But Charlotte, always so strong, shunned any comfort and curled up, by herself, in a tiny pathetic ball. Scarlet could always remember that sight, a heap of red silk on the floor. And the screaming. 

The screaming… 

 

Chapter One 

 

Opening her eyes, Laurel took in the oak rafters, the light whispering in through the shutters, the crack in the plaster that looked like the side of an oak leaf and knew exactly where she was. 

The Meltwater Lake Academy for Young Ladies had become a second home to Laurel over the past six years. Putting her feet on the floor she expected the cold it would send up her ankles, the pulling of mountain air at her arms as she left her quilt down. She anticipated the hoarse whispers of “Sleep well?” the other girls suffering from morning throat asked each other. As always, she moved quietly so as not to disturb those still sleeping, though the rap on the door telling late-sleepers to get up would soon come.
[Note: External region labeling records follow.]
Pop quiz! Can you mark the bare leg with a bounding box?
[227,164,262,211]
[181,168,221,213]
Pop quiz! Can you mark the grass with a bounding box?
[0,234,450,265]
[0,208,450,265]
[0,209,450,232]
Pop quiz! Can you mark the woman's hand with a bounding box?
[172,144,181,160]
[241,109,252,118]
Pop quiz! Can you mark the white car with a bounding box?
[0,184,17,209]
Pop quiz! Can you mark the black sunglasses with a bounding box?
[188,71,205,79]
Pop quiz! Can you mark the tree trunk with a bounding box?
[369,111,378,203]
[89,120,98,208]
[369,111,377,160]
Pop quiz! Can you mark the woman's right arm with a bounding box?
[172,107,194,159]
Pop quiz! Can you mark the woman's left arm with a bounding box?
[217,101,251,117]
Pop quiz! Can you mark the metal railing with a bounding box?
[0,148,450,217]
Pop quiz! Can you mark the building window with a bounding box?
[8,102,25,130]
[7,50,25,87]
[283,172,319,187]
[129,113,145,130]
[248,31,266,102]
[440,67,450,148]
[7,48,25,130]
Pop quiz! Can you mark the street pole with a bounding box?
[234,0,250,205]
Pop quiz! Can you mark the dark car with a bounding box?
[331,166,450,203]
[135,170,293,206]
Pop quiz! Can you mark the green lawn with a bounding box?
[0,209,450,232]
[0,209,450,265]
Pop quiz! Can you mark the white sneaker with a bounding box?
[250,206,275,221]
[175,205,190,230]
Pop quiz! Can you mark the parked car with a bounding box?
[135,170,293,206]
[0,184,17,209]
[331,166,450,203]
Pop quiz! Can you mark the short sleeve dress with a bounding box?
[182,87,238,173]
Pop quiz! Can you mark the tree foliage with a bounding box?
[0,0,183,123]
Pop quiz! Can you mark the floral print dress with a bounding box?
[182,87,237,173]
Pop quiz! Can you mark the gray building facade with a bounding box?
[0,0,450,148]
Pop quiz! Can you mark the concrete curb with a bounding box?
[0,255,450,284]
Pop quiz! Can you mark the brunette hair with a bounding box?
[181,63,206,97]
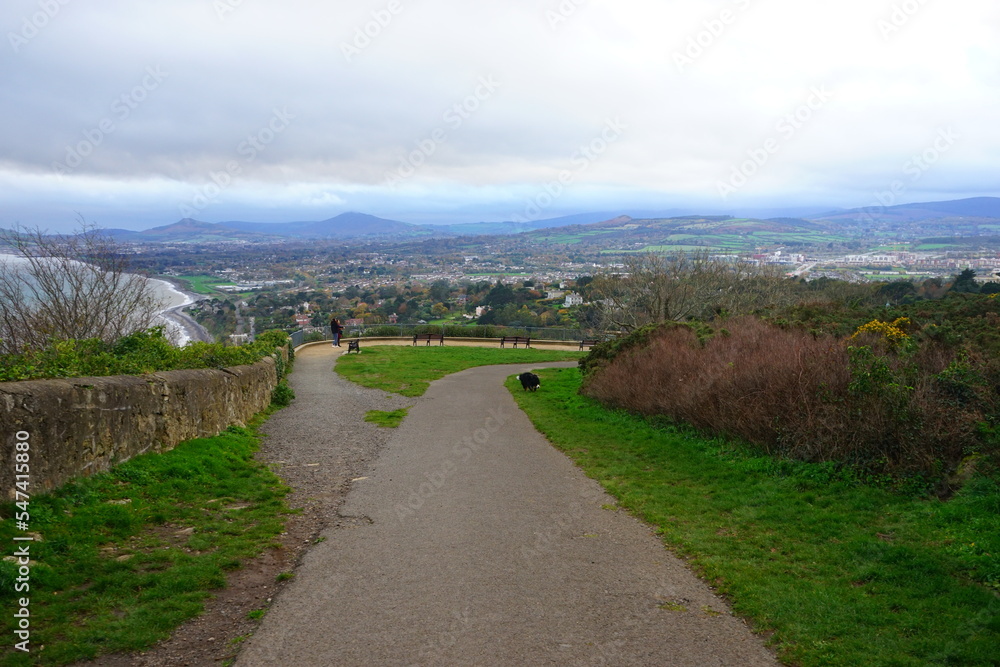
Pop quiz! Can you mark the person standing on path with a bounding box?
[330,317,343,347]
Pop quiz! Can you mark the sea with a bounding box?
[0,254,195,345]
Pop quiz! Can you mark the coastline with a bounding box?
[148,276,215,345]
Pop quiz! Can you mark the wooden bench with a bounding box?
[500,336,531,347]
[413,334,444,345]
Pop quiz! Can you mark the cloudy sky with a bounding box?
[0,0,1000,229]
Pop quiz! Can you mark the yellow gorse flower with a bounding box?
[851,317,910,344]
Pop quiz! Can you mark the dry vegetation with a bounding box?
[584,317,997,486]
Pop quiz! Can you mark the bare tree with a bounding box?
[592,252,794,331]
[0,227,162,352]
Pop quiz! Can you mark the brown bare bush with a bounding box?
[0,228,161,353]
[584,318,994,475]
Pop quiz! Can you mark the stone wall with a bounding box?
[0,360,287,499]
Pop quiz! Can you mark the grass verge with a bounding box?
[0,417,289,666]
[508,369,1000,667]
[334,345,585,396]
[365,408,410,428]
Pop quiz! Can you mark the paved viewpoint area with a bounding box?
[237,348,777,667]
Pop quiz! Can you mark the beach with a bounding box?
[149,277,214,345]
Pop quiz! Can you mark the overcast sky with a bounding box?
[0,0,1000,229]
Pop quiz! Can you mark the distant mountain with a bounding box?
[218,213,428,239]
[111,213,430,243]
[526,215,831,251]
[809,197,1000,222]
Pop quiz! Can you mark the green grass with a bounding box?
[365,408,410,428]
[508,369,1000,667]
[172,275,233,295]
[335,343,585,396]
[0,422,288,666]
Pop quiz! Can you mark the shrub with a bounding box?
[583,318,997,479]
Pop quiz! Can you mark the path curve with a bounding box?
[236,348,777,667]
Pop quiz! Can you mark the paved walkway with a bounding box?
[237,348,777,667]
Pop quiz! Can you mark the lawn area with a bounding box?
[0,422,289,667]
[335,345,586,396]
[508,369,1000,667]
[175,275,233,295]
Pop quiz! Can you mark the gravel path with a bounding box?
[236,347,777,667]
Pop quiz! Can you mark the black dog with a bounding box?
[517,373,542,391]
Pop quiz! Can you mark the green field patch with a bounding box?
[171,275,233,295]
[0,427,289,666]
[365,408,410,428]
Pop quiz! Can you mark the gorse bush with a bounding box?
[0,327,288,382]
[581,317,998,481]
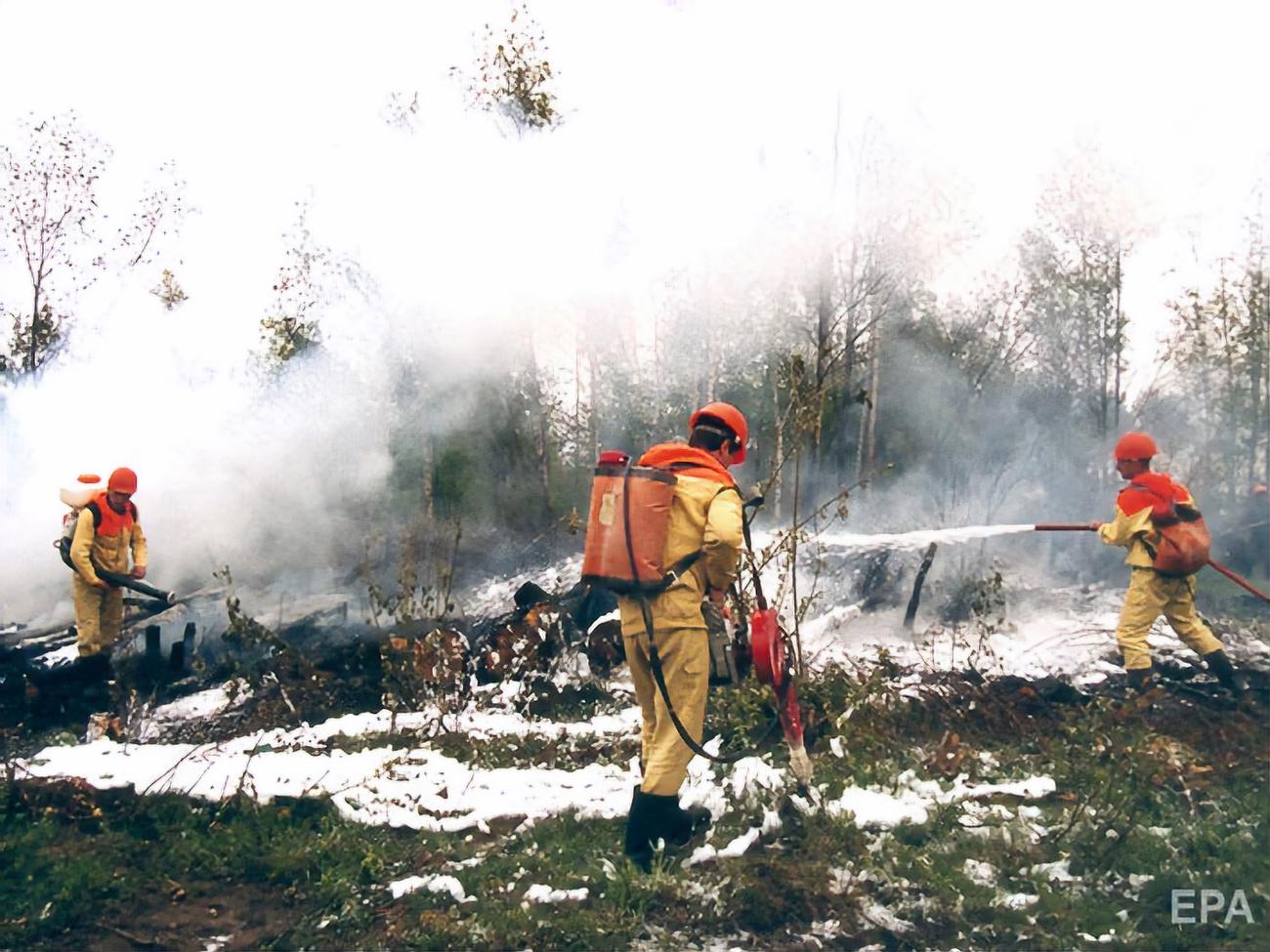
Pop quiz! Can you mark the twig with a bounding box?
[98,922,161,948]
Her fingers found from habit the hook on the shutters and she opened them to reveal the ice-coloured morning, white tipped mountains, the lake surface slowly melting, the bare broken limbs of trees dropping water that was once snow. And even now, though the garden was bare and dead, she could see Tom’s bent back amongst the flowerbeds. He was probably whispering for the new shoots to come, as he had been when they first spoke. Laurel smiled. 

She pulled a pink day dress on over her shift, found some stockings and let her black hair free of its night time plaits, leaving it loose around her shoulders. One of the others beckoned to her and she left. 

The corridor that led them down to breakfast was long, but beginning to fill up with girls as they all went the same way. Laurel hung to the back of her group, not feeling the urge to gossip or chatter about her dreams. As they passed one doorway however, a vision in green flew at her. 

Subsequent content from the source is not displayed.